The Shell conical drilling unit Kulluk sits aground on the southeast shore of Sitkalidak Island about 40 miles southwest of Kodiak City, Alaska, in 40 mph winds and 20-foot seas January 1, 2013. The Kulluk grounded following many efforts by tug and Coast Guard crews to tow the vessel to a safe harbor when it was beset by winter storm weather during a tow from Dutch Harbor, Alaska, to Everett, Wash.
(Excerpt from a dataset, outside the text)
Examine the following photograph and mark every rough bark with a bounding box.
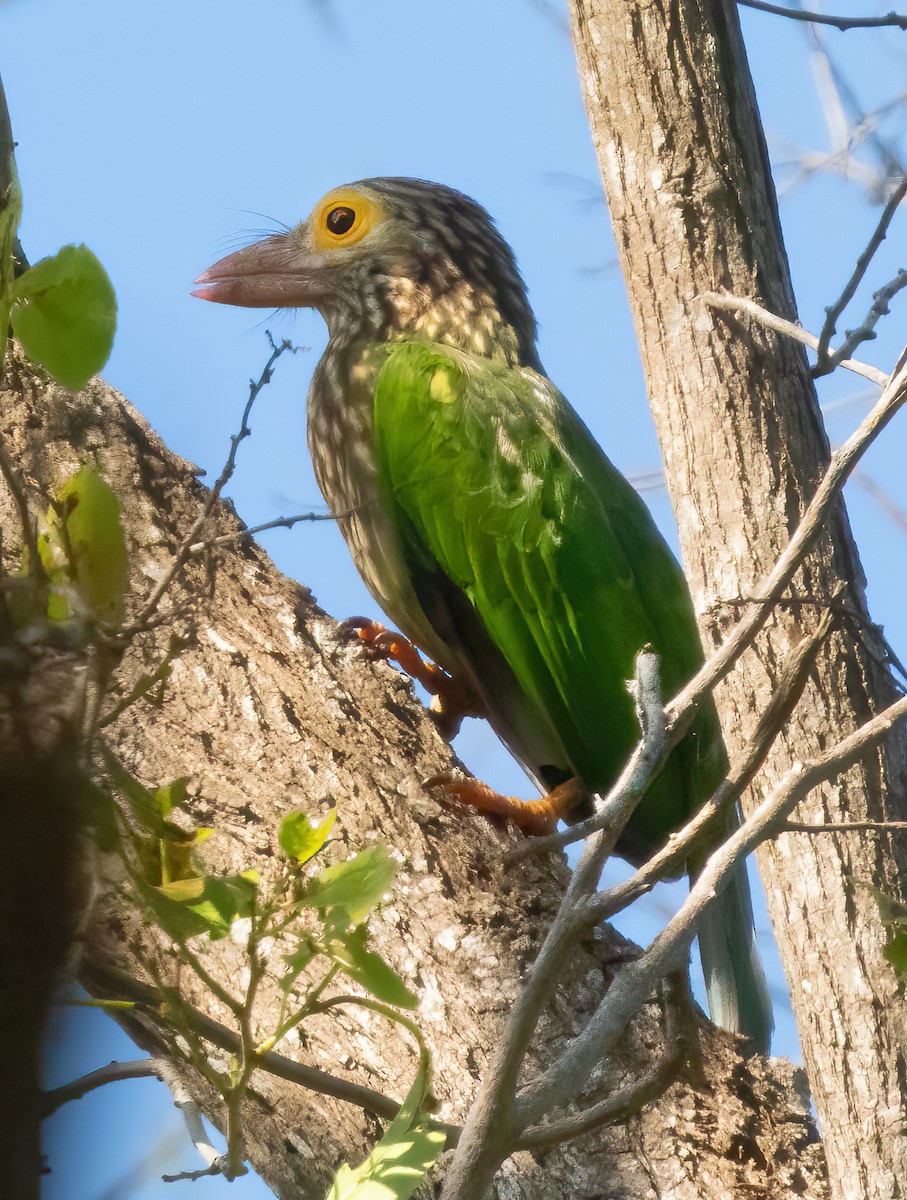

In response to news that Shell is preparing a new application to drill in the Arctic next year, Greenpeace Arctic Campaign Specialist John Deans said:
Shell clearly believes the approval process is a formality and that it will be able to do whatever it wants in the Arctic next summer. The company is lurching forward despite the flood of reports from government agencies and environmental groups that Arctic drilling is too risky, that the Arctic is too vulnerable, and that Shell itself is too incompetent to proceed. If the Obama Administration is serious about climate change, it needs to prove it by keeping Shell out of the Arctic.
Shells preparations are a red flag for the millions of people around the world who want to save the Arctic from catastrophe. Shell clearly hasnt learned anything from its last Alaskan misadventure, which would have been funny had it not put lives, local communities, and a delicate ecosystem in grave peril. Shell is putting the pieces in place for next summer so it will at least appear competent to the administration, but anyone who has been paying attention knows that Shell isnt Arctic-ready, and, more importantly, that the Arctic will never be Shell-ready. Shell is hoping the public and the US government will confuse their commitment for competency.
The Dutch oil giant has bungled its way through its Arctic operations and squandered nearly $6 billion so far-- and all they have to show for it is a containment dome crushed like a beer can, a grounded drill rig, and a PR disaster. Even with all of the money theyve spent, Shell hasnt been able to prove they can operate in the Arctic.